Monday, September 20, 2010

The Learning Curve

There is a tidal wave, which is often caused by some weather condition, a tsunami, which is conventionally regarded as  being the by-product of a seismic event, and the learning curve, which is occasioned when an individual is confronted with a mounting surge of awareness that understanding of a process or system is likely to be overwhelming.

For lo these many years, you have been close to the point of inundation by the learning curve of writing, sometimes being buoyed beyond the crest by the momentum of the current.  The buoyancy led you to believe that you were so to speak on peer terms with the learning curve, able to cope with it in most of its demanding clamor for undivided attention.  This is a feeling that allows you to float your way into the next project, whatever it might be, with a margin of confidence, but no sooner is the draft underway, perhaps even completed in first draft, when you become acquainted once again with that most devious and dangerous of waves, the learning curve.

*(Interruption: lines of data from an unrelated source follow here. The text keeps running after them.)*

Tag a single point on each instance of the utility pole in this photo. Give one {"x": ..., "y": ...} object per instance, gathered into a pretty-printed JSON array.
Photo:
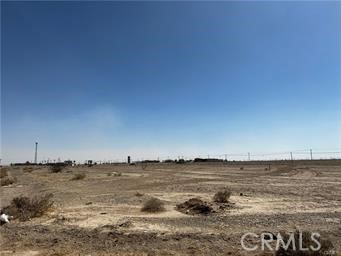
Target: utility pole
[{"x": 36, "y": 153}]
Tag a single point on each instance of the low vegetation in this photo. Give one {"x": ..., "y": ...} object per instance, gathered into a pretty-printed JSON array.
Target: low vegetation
[
  {"x": 7, "y": 180},
  {"x": 28, "y": 169},
  {"x": 56, "y": 168},
  {"x": 194, "y": 206},
  {"x": 153, "y": 205},
  {"x": 78, "y": 176},
  {"x": 5, "y": 177},
  {"x": 222, "y": 196},
  {"x": 24, "y": 208},
  {"x": 3, "y": 172}
]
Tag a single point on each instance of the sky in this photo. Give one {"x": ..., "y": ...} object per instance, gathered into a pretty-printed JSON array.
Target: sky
[{"x": 103, "y": 80}]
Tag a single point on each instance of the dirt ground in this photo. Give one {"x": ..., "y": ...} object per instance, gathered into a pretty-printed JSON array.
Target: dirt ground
[{"x": 101, "y": 214}]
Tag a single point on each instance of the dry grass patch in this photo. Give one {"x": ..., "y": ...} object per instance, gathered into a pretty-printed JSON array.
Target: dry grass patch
[
  {"x": 222, "y": 196},
  {"x": 194, "y": 206},
  {"x": 78, "y": 176},
  {"x": 56, "y": 168},
  {"x": 24, "y": 208},
  {"x": 8, "y": 180},
  {"x": 28, "y": 169},
  {"x": 3, "y": 172},
  {"x": 153, "y": 205}
]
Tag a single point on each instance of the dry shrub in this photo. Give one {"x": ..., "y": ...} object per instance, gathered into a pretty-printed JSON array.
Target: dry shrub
[
  {"x": 28, "y": 169},
  {"x": 3, "y": 172},
  {"x": 7, "y": 180},
  {"x": 153, "y": 205},
  {"x": 117, "y": 174},
  {"x": 326, "y": 249},
  {"x": 144, "y": 166},
  {"x": 138, "y": 194},
  {"x": 78, "y": 176},
  {"x": 24, "y": 208},
  {"x": 56, "y": 168},
  {"x": 222, "y": 196},
  {"x": 194, "y": 206}
]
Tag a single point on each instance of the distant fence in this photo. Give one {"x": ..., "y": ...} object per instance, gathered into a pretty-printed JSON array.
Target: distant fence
[{"x": 307, "y": 154}]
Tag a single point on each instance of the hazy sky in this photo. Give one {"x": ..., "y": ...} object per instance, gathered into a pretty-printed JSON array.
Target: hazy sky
[{"x": 107, "y": 79}]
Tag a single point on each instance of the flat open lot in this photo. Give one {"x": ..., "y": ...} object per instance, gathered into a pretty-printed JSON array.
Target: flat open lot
[{"x": 100, "y": 214}]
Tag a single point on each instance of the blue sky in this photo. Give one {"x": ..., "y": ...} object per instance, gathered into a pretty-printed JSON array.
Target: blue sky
[{"x": 101, "y": 80}]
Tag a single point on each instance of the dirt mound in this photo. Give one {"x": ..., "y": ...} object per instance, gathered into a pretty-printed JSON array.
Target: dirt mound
[{"x": 194, "y": 206}]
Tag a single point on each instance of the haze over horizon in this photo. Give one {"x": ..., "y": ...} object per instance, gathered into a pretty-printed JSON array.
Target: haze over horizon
[{"x": 103, "y": 80}]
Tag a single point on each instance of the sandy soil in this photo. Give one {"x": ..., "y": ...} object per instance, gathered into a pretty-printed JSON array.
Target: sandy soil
[{"x": 100, "y": 215}]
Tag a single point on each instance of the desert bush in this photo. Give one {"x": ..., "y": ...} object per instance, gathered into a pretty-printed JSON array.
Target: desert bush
[
  {"x": 78, "y": 176},
  {"x": 28, "y": 169},
  {"x": 3, "y": 172},
  {"x": 326, "y": 249},
  {"x": 7, "y": 180},
  {"x": 153, "y": 205},
  {"x": 138, "y": 194},
  {"x": 24, "y": 208},
  {"x": 194, "y": 206},
  {"x": 144, "y": 165},
  {"x": 56, "y": 168},
  {"x": 222, "y": 196}
]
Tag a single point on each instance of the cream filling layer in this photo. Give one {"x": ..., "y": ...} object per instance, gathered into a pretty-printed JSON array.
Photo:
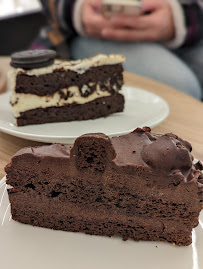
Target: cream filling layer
[
  {"x": 22, "y": 102},
  {"x": 79, "y": 66}
]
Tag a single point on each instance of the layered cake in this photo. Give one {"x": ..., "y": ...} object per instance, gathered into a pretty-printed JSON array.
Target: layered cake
[
  {"x": 141, "y": 186},
  {"x": 44, "y": 90}
]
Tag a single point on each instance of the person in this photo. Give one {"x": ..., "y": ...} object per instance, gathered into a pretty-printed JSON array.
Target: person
[{"x": 163, "y": 43}]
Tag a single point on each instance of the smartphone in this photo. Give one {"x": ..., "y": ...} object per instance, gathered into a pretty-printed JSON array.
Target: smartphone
[{"x": 121, "y": 7}]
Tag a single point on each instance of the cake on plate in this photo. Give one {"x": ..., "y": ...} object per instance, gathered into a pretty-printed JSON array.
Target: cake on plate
[
  {"x": 141, "y": 186},
  {"x": 46, "y": 90}
]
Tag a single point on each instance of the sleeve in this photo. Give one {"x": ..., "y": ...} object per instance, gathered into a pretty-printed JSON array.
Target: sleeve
[
  {"x": 188, "y": 21},
  {"x": 59, "y": 30},
  {"x": 193, "y": 11}
]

All right, have it your way; you will never be so significantly beyond it that you will be able to body surf your way through the next project, never land ashore without some drag marks or without the feel of having been taken for a head-rattling, topsy-turvy tumble.  For every technique or device you learn, the next project presents you with the reality of encounter with a wave of such grand, formidable, imposing size as to cause you shivers of anticipation for the ride ahead.  There was at first a direct proportion between what techniques you were aware of and your ability to execute them with some measure of success, but you have long since reached the point where your ability to execute and your desire to include yet greater depth rely more on accident and randomness than any ability you have to measure the distance between them.  It is not constant.

So, as Nick Caraway observes in The Great Gatsby, you beat on, boats against the current, borne back ceaselessly into the past.  Your past is not Gatsby's nor anyone else's except the point from which you began and now measure yourself; it is much your own moments of beginning, what you thought and felt at the time.  The discovery that saves you, often buoys you aloft, is the recognition that it seemed magic then, that you could enter it with a mantra, an Open sesame straight from Ali Baba.  You know any number of mantras but none of them works in this context.  What you have is the magic from that time, beckoning you forth to try once again.

1 comment:

lascrofa said...

luckily I am wearing a life jacket and I am going to take my time surfing that learning curve while observing and learning the style of people that make it safely to the shore! Got plenty of tiramisu' on my board to keep me out there forever! I love your writing!